Discovery of new marine biopharmaceutics, via proteomics
Discovery of new marine biopharmaceutics, via proteomics
Naghmeh Roohi-Shalmaee,1Rezvan Mousavi Nadushan,2,*
1. Department of Marine Science, Faculty of Natural Resources and Environment, Science and Research Branch, Islamic Azad University, Tehran, Iran. 2. Department of Marine Science, Faculty of Natural Resources and Environment, Tehran North Branch, Islamic Azad University Tehran, Iran.
Introduction: At the moment, according to antibiotics resistance, finding new effective biopharmaceuticals seems unavoidable. So in this critical condition, antimicrobial proteome extracted from natural sources can be useful to overcome this challenge. So diverse kinds of organisms like marine organisms has been investigated for their immunological responses to find antimicrobial agents. Serpulids of the Persian Gulf are one of these organisms that we focused on it to find antibacterial peptides or proteins.

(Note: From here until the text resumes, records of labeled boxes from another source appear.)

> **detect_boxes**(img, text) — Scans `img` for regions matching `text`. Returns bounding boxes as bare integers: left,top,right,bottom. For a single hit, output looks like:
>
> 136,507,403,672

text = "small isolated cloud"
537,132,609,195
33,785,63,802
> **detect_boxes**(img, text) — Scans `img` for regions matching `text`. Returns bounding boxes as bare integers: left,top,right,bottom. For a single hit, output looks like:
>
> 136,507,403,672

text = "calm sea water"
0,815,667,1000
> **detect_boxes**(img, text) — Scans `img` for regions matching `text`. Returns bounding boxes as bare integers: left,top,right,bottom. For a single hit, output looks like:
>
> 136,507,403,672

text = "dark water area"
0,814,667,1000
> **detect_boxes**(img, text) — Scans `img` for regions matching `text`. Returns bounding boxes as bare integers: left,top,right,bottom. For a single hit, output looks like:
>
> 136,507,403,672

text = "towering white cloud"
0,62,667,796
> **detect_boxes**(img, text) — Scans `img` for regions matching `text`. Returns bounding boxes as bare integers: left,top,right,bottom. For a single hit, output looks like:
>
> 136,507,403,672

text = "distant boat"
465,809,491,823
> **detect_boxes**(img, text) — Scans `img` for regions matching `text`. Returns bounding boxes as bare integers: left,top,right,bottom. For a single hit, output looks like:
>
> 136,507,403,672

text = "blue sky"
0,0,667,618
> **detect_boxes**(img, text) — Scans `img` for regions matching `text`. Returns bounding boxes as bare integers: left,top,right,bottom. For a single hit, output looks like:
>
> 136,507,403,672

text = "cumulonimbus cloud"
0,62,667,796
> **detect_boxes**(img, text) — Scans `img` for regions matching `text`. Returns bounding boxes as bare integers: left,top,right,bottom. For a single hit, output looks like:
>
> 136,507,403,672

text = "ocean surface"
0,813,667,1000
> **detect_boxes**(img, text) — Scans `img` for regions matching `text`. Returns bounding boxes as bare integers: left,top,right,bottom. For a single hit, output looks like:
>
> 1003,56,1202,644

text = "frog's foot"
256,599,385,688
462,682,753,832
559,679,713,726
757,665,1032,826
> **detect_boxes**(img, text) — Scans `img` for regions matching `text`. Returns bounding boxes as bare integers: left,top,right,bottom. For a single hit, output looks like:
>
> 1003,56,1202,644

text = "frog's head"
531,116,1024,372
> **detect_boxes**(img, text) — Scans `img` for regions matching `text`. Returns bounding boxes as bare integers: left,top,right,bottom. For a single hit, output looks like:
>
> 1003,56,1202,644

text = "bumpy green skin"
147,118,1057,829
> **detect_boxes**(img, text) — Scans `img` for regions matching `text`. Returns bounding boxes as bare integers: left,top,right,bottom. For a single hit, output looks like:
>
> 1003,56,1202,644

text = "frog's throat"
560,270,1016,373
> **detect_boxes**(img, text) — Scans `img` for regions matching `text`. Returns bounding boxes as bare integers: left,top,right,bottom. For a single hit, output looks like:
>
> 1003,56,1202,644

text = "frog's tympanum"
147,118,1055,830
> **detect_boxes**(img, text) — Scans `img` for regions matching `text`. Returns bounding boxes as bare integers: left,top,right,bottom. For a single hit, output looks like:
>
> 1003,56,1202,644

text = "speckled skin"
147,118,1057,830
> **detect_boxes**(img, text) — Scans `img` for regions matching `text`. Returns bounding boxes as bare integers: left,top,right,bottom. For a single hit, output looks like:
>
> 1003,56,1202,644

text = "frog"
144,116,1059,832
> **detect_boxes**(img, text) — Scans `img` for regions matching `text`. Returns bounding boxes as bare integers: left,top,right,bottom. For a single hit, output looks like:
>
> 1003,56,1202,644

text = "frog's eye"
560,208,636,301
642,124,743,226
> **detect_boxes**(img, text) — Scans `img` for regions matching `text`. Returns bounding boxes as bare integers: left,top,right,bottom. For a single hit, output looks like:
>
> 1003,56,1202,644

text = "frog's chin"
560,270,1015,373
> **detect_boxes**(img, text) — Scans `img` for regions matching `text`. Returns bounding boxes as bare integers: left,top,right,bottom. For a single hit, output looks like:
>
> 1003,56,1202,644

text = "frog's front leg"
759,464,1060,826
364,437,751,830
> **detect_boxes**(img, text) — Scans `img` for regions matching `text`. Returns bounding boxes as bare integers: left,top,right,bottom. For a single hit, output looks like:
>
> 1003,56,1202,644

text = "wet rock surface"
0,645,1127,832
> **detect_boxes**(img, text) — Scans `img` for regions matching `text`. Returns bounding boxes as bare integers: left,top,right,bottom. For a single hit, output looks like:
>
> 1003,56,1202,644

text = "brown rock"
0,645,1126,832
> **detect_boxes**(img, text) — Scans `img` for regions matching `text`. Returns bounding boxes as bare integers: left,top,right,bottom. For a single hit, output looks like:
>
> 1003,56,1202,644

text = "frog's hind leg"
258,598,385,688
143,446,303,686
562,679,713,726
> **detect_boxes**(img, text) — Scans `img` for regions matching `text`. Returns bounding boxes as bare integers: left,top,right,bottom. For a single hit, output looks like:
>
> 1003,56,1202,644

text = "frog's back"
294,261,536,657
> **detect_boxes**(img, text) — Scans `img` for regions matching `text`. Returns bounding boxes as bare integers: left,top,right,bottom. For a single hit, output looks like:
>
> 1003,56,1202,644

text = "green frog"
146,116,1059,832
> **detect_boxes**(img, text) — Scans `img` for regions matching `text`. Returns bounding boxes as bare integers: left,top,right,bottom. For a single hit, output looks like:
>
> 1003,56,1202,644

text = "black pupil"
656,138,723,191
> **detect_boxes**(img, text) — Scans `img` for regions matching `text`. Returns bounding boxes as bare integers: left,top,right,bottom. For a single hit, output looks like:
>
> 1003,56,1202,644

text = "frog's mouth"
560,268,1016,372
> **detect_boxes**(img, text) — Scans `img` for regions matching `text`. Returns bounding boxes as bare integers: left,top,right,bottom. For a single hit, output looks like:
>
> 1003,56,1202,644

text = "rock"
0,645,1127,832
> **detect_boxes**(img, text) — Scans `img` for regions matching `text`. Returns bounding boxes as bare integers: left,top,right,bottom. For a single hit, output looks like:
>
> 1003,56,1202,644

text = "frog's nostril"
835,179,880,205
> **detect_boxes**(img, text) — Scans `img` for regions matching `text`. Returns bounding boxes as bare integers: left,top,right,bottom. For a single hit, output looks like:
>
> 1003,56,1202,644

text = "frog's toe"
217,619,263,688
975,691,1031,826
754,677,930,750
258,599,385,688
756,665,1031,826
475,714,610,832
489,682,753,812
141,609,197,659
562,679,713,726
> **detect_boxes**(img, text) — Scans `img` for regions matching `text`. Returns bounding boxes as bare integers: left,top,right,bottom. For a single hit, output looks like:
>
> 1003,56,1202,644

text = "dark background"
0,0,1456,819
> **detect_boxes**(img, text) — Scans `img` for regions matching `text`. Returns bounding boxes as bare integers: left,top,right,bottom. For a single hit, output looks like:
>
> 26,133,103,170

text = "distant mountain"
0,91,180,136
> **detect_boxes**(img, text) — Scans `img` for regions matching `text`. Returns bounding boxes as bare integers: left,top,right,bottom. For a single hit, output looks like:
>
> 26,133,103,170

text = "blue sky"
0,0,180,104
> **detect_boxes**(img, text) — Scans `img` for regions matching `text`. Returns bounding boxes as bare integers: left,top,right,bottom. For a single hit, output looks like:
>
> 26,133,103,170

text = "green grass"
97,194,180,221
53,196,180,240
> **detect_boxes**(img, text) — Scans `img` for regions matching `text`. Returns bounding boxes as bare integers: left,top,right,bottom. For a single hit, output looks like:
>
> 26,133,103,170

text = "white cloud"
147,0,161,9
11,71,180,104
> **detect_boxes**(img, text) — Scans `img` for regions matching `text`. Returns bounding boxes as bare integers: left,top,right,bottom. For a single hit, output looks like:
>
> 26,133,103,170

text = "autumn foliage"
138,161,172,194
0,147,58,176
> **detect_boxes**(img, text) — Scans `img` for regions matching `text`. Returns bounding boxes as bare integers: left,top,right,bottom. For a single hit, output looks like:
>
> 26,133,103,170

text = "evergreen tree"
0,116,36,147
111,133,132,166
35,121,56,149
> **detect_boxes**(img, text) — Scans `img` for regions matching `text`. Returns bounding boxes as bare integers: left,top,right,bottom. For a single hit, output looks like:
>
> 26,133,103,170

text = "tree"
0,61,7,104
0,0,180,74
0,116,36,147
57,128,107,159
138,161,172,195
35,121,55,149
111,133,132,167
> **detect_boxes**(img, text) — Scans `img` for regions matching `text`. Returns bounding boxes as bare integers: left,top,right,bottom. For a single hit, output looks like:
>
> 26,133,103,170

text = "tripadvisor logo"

Methods: Accordingly, at first HPLC-purified fractions of the coelomic fluid of these organisms were collected and then antibacterial activities of HPLC-purified fractions were investigated against gram negative/positive bacteria, and were assessed by inhibitory kinetic assay, two HPLC-purified fractions; F11, and FPIXC, showed antibacterial activity against gram-negative bacteria. The nature of purified fractions, F11 was defined as protein band at MW of ca. 65 kDa but F23 demonstrated a heterogeneous character. Subsequently, the proteinous fraction of major fraction, F23, was isolated by anion exchange chromatography as FPIXC. Hemolysis and MTT assays were performed on Human Embryonic Kidney 293 (HEK-293) cells, to investigate in vitro toxicity of F11 and FPIXC. Then characterizations of candidates were followed by MALDI-TOF analyses for partial identification. Bioinformatics analyses were subsequently employed to find their homologs, also used for determining their roles.
Results: The antibacterial activity of F11 was estimated to be twofold of FPIXC against Aeromonas hydrophila and Escherichia coli. F11 and FPIXC demonstrated similar activities on Vibrio harveyi, and no activity on Staphylococcus aureus. The MW of FPIXC was 8.5 kDa also it was distinguished as a unique peptide. F11 as one of the qualitatively dominant pure proteinous fractions showed homology with albumin protein.
Conclusion: Finally, two low toxic antibacterial proteome including homologs of the albumin and one unique peptide, were explored as possible new antibiotic in medical microbiology.